The agencies within the Centre already have, as you would expect, well-established operational relationships with many international counterparts – some of whom are attending the conference here today. The challenge on the horizon for the ACSC will be how to maximise these relationships to provide even better advice and support to government and industry on cyber security matters.

Again, this is not something the ACSC, or government, can achieve in isolation. We know that partnering with multi-national corporations and big business can provide access to the international stage in a way that partnerships with overseas agencies cannot always do. It is our challenge now to determine how that can be achieved in practice, and what government can offer in return for that cooperation. I believe this is another area that will be strongly influenced by the Cyber Security Review, and something that I believe Dr McCarthy will cover in her address shortly.

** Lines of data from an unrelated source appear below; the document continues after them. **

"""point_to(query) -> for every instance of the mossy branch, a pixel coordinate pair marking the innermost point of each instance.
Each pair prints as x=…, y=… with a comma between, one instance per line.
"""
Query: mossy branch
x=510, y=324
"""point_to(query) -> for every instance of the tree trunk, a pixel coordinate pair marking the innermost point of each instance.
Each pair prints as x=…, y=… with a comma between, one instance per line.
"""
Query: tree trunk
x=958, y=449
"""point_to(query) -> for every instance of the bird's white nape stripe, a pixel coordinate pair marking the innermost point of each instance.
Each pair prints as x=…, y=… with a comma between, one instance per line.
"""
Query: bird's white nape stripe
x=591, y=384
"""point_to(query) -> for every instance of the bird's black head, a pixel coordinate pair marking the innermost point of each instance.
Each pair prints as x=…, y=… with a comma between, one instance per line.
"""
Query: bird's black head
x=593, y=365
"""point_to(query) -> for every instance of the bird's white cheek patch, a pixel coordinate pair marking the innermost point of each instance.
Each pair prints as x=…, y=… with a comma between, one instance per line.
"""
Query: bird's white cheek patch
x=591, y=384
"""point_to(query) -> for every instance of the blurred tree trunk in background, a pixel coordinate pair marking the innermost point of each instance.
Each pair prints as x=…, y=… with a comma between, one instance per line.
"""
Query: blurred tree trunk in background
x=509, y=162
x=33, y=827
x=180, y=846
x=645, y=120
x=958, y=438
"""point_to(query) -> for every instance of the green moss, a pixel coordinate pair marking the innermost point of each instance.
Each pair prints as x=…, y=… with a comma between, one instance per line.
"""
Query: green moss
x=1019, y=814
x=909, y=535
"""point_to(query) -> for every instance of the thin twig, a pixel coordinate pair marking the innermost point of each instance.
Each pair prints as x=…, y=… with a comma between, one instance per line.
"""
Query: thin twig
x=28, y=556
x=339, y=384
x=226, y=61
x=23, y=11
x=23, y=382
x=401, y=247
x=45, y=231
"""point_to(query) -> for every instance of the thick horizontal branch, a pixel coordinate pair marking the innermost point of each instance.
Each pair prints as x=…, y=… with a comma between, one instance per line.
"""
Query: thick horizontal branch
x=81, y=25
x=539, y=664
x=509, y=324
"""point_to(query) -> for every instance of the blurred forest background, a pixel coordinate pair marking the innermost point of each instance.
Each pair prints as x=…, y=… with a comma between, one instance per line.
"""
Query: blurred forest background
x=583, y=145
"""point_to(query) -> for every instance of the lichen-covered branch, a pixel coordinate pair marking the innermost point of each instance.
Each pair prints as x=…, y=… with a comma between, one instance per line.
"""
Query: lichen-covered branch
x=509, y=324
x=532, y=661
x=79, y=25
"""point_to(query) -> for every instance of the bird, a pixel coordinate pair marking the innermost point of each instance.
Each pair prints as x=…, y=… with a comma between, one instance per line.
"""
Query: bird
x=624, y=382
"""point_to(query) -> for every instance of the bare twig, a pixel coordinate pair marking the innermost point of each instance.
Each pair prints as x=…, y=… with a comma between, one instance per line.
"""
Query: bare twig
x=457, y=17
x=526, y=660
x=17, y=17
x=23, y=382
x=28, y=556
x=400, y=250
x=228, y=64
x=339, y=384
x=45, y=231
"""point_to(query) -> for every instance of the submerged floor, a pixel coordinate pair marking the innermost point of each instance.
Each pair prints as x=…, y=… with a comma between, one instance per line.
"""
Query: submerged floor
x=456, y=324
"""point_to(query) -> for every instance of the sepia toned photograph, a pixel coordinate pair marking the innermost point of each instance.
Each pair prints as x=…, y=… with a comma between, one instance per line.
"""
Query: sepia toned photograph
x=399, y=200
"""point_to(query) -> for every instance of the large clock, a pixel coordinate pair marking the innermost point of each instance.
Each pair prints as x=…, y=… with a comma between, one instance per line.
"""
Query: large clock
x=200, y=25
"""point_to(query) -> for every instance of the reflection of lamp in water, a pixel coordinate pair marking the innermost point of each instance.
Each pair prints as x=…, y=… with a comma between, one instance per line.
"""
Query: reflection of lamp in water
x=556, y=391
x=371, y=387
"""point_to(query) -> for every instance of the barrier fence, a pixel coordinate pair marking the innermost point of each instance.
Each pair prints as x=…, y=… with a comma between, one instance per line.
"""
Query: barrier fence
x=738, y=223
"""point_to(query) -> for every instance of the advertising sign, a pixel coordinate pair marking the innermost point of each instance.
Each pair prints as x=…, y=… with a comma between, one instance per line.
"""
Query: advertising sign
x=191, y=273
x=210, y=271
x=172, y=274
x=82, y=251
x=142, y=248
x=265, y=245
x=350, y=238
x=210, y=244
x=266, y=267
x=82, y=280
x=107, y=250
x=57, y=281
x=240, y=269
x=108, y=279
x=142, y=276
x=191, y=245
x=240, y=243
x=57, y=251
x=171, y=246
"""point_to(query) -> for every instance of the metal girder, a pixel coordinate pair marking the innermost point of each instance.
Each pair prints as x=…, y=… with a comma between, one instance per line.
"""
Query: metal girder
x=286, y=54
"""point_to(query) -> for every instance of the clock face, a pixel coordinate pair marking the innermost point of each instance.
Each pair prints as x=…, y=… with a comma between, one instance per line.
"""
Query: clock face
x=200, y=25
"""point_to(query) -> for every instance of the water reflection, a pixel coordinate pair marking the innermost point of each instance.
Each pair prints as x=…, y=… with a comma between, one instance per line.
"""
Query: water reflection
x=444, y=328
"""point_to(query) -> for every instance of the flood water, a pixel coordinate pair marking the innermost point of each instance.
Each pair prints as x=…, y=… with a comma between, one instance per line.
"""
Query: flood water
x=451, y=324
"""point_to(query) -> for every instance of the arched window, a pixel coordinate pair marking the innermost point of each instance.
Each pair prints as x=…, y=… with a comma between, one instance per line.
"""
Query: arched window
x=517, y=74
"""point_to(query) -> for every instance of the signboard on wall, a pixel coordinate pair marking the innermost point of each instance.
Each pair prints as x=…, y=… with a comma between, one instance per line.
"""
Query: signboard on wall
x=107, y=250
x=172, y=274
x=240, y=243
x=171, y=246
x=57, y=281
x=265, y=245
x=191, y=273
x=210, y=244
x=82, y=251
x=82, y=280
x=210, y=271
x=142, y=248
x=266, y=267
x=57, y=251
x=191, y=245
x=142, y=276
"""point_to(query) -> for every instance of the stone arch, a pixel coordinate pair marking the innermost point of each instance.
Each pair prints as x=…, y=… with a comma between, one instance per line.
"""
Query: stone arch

In closing, I’d like to remind everyone that, as I said at the start of these remarks, the Australian Government considers cyber security as a vital national security and economic security priority. But that doesn’t mean that it is locked away in a classified locked box somewhere – inaccessible to industry and the public. Quite the opposite. We recognise the only way to develop resilient systems that continue to foster confidence in our economy is to partner effectively across the public and private sectors, as well as internationally. The Australian Cyber Security Centre is an evolutionary step forward in achieving that goal, and I am excited by the prospects it offers for a depth of industry relations beyond what we have previously enjoyed in the cyber security field.

But it is only a first step. I hope this conference and the early days of the ACSC provide opportunities to canvass not just evolutionary steps, but revolutionary ideas on enhanced government and industry collaboration in the ever changing cyber environment. With those words might I formally declare this important conference open and wish you well in your deliberations. Thank you.